Distance mean-regular graphs

We introduce the concept of distance mean-regular graph, which can be seen as a generalization of both vertex-transitive and distance-regular graphs. Let \(\Gamma \) be a graph with vertex set V, diameter D, adjacency matrix \(\varvec{A}\), and adjacency algebra \(\mathcal{A}\). Then, \(\Gamma \) is distance mean-regular when, for a given \(u\in V\), the averages of the intersection numbers \(p_{ij}^h(u,v)=|\Gamma _i(u)\cap \Gamma _j(v)|\) (number of vertices at distance i from u and distance j from v) computed over all vertices v at a given distance \(h\in \{0,1,\ldots ,D\}\) from u, do not depend on u. In this work we study some properties and characterizations of these graphs. For instance, it is shown that a distance mean-regular graph is always distance degree-regular, and we give a condition for the converse to be also true.

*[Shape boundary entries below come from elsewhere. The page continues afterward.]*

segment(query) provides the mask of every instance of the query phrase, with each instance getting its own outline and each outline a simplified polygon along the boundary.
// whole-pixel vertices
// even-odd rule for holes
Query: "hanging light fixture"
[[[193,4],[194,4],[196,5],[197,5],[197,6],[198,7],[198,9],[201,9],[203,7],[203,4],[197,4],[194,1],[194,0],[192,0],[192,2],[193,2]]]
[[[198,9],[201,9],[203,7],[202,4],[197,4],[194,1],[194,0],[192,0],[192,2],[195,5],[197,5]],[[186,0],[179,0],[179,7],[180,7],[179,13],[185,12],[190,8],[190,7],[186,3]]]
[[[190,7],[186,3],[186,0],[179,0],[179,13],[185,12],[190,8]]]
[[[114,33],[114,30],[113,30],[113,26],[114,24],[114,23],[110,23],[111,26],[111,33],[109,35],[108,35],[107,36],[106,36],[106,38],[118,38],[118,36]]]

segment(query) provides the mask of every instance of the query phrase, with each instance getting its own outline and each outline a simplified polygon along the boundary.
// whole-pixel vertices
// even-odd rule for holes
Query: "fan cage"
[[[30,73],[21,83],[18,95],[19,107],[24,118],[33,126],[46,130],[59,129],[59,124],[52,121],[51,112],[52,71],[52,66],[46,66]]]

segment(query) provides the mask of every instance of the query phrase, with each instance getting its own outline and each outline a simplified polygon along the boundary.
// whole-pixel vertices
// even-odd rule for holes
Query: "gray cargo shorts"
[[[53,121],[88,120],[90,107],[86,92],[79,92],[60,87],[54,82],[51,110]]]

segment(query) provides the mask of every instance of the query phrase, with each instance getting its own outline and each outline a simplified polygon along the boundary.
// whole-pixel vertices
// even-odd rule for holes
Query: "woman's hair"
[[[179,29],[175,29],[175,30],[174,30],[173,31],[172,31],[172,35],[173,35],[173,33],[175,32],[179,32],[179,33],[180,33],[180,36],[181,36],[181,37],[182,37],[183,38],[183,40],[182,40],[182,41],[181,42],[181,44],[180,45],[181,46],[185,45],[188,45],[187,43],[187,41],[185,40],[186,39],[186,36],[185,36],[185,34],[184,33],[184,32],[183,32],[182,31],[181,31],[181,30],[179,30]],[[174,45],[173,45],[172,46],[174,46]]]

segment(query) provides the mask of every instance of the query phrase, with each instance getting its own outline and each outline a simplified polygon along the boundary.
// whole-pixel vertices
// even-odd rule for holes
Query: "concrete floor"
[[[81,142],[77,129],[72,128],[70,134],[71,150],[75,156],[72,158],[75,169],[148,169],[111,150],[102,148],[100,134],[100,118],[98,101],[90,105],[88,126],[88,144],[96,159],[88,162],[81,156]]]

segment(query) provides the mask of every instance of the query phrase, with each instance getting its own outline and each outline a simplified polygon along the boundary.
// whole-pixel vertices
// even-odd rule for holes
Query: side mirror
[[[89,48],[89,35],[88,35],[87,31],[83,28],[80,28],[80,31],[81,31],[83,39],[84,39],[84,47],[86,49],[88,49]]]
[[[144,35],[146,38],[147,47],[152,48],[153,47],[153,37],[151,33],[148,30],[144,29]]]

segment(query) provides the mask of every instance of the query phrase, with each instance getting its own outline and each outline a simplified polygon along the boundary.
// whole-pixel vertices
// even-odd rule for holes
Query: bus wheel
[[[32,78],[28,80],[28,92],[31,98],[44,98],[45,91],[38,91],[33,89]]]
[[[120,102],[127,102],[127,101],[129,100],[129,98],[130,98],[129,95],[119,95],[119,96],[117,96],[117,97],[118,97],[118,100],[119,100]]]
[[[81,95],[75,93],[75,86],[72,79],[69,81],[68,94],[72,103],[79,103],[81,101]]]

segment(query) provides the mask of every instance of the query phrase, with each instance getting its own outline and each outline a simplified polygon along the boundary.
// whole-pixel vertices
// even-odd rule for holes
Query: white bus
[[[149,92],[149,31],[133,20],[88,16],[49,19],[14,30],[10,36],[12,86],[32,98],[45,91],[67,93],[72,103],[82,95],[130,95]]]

Some algebraic and spectral properties of distance mean-regular graphs are also investigated. We show that, for distance mean regular-graphs, the role of the distance matrices of distance-regular graphs is played for the so-called distance mean-regular matrices. These matrices are computed from a sequence of orthogonal polynomials evaluated at the adjacency matrix of \(\Gamma \) and, hence, they generate a subalgebra of \(\mathcal{A}\). Some other algebras associated to distance mean-regular graphs are also characterized.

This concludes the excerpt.